Parlamento europeo e Consiglio hanno trovato questa settimana un accordo su un nuovo regime di vigilanza delle controparti centrali, ossia delle casse di compensazione utilizzate nelle contrattazioni sui mercati finanziari. Il nuovo regime rafforza il controllo delle autorità comunitarie sulle controparti situate nei paesi terzi, prossimamente anche il Regno Unito, al punto che in alcune circostanze la Commissione europea potrà imporre loro di trasferirsi sul territorio comunitario.
«La sicurezza e la stabilità del nostro sistema finanziario sono una nostra priorità – ha spiegato il vice presidente della Commissione europea Valdis Dombrovskis –. Mentre assistiamo alla partenza del nostro centro finanziario più importante (Londra, ndr), l’Unione europea vuole proteggere la propria stabilità finanziaria, rimanendo tuttavia molto aperta all’integrazione internazionale». Nei fatti, i Ventotto si vogliono più assertivi sull’impatto che entità terze possono avere sui mercati europei.
La riforma, che ora dovrà essere approvata da Strasburgo in sessione plenaria, è stata dettata dalla consapevolezza che le casse di compensazione, in mercati sempre più globali, si trovano spesso in paesi terzi. Secondo le informazioni raccolte qui a Bruxelles, attualmente 48 controparti centrali sono attive in Europa, di cui 16 presenti nell’Unione europea, mentre altre 32 sono disperse in 15 paesi terzi (da Singapore al Brasile, dagli Stati Uniti a Dubai).
Queste attività sono cruciali nelle contrattazioni di borsa e hanno un ruolo chiave nell’assicurare la stabilità finanziaria. La riforma «è essenziale per garantire la sicurezza giuridica delle regole», ha commentato il ministro delle Finanze rumeno e presidente di turno dell’Ecofin, Eugen Teodorovici. Attualmente le controparti centrali nei paesi europei sono vigilate a livello nazionale. La riforma dà poteri di coordinamento all’Autorità europea di sorveglianza dei mercati finanziari (Esma).
Per quanto riguarda le casse di compensazione situate in paesi terzi, la loro attività nell’Unione europea è basata su equivalenze, vale a dire specifiche autorizzazioni comunitarie. L’accordo tra Parlamento e Consiglio prevede un monitoraggio delle controparti centrali in paesi terzi da parte dell’Esma, la quale potrà suggerire a Bruxelles per quelle importanti «da un punto di vista sistemico» di imporre loro il trasferimento sul territorio comunitario in modo da garantire una vigilanza diretta da parte europea.

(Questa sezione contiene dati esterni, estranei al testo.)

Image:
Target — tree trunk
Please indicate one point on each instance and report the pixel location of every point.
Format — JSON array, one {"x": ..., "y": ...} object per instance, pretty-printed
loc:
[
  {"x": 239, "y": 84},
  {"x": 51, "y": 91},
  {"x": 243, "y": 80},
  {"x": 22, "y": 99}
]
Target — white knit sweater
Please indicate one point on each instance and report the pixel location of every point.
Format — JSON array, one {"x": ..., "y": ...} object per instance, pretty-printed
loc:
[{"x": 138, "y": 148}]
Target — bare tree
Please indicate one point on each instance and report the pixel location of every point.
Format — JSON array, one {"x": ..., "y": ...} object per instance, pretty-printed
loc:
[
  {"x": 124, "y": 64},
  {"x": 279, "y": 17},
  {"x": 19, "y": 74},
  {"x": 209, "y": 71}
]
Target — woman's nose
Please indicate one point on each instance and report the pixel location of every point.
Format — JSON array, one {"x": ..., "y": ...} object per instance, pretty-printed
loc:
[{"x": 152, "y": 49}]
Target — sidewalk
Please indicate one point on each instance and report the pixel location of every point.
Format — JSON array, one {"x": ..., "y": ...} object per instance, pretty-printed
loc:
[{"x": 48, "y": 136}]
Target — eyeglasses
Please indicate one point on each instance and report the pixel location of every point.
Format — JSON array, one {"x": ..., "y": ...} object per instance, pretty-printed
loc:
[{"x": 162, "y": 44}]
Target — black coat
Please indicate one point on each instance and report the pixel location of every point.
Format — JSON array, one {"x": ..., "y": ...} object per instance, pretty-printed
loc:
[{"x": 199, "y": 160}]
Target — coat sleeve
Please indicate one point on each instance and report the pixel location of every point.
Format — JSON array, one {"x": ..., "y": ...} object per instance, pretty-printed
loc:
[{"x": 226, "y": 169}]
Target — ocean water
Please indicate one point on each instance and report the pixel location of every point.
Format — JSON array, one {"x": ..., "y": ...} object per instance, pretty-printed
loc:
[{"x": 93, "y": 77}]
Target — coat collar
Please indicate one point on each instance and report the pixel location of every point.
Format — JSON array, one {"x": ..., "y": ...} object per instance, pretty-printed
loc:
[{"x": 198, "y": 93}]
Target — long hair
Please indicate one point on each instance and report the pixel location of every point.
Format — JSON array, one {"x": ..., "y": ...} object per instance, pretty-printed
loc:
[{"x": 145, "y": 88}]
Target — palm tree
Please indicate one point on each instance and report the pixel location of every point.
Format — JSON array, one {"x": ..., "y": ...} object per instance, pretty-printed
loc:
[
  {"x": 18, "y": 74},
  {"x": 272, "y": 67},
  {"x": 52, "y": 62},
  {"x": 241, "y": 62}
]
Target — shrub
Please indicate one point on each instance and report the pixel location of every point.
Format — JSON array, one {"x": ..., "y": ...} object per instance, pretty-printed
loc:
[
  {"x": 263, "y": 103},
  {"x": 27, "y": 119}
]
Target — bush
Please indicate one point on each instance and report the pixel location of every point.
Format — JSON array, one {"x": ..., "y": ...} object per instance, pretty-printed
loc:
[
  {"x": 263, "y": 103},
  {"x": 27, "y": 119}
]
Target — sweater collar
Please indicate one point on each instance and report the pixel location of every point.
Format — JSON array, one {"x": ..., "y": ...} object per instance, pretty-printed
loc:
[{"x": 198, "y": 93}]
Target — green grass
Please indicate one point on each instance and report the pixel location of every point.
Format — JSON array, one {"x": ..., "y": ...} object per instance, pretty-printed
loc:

Lo sguardo corre al Regno Unito, la cui piazza londinese è un crocevia finanziario importante. Una volta che il paese sarà uscito dall’Unione, le sue controparti centrali saranno soggette al nuovo e più stringente regime comunitario. Da notare su questo fronte che secondo i risultati di LCH, una delle tre casse di compensazione inglesi, nel primo semestre del 2018 la quantità di contratti swaps regolati in euro provenienti dall’Europa è stata pari al 6% del totale dei volumi trattati dalla società.
L’accordo a livello comunitario prevede che un comitato dedicato alle casse di compensazione venga creato in seno all’Esma per riunire le autorità degli stati membri. La stessa Banca centrale europea ha ottenuto una modifica dell’articolo 22 del suo statuto per garantire un suo maggiore coinvolgimento nella sorveglianza delle controparti centrali, ma è rimasta delusa da un compromesso che nei fatti lascia alle autorità nazionali la vigilanza sulle entità europee (si veda Il Sole 24 Ore del 24 giugno 2017).
La trattativa nel Consiglio è stata particolarmente accesa. Il Regno Unito, il cui ruolo negoziale è limitato da quando ha annunciato il desiderio di uscire dall’Unione, era evidentemente contrario all’idea di un trasloco d’autorità. Di avviso contrario la Francia che ha premuto per questa possibilità, nella speranza che Parigi possa attirare nuove controparti centrali. Il Lussemburgo, grande utilizzatore delle casse di compensazione, ha rumoreggiato sul trasferimento di nuovi poteri all’Esma.
Il nuovo regime potrebbe entrare in vigore in ottobre. Nel frattempo, con un occhio proprio al rischio di una uscita disordinata del paese dall’Unione europea il prossimo 29 marzo, Bruxelles ha deciso in dicembre di adottare un regime transitorio di un anno. Si tratta di una decisione di equivalenza che permette alle controparti inglesi di continuare a operare in Europa. Ieri la Consob ha confermato che «vigilerà sui contratti derivati Otc conclusi con controparti del Regno Unito, anche al fine di agevolarne la continuità».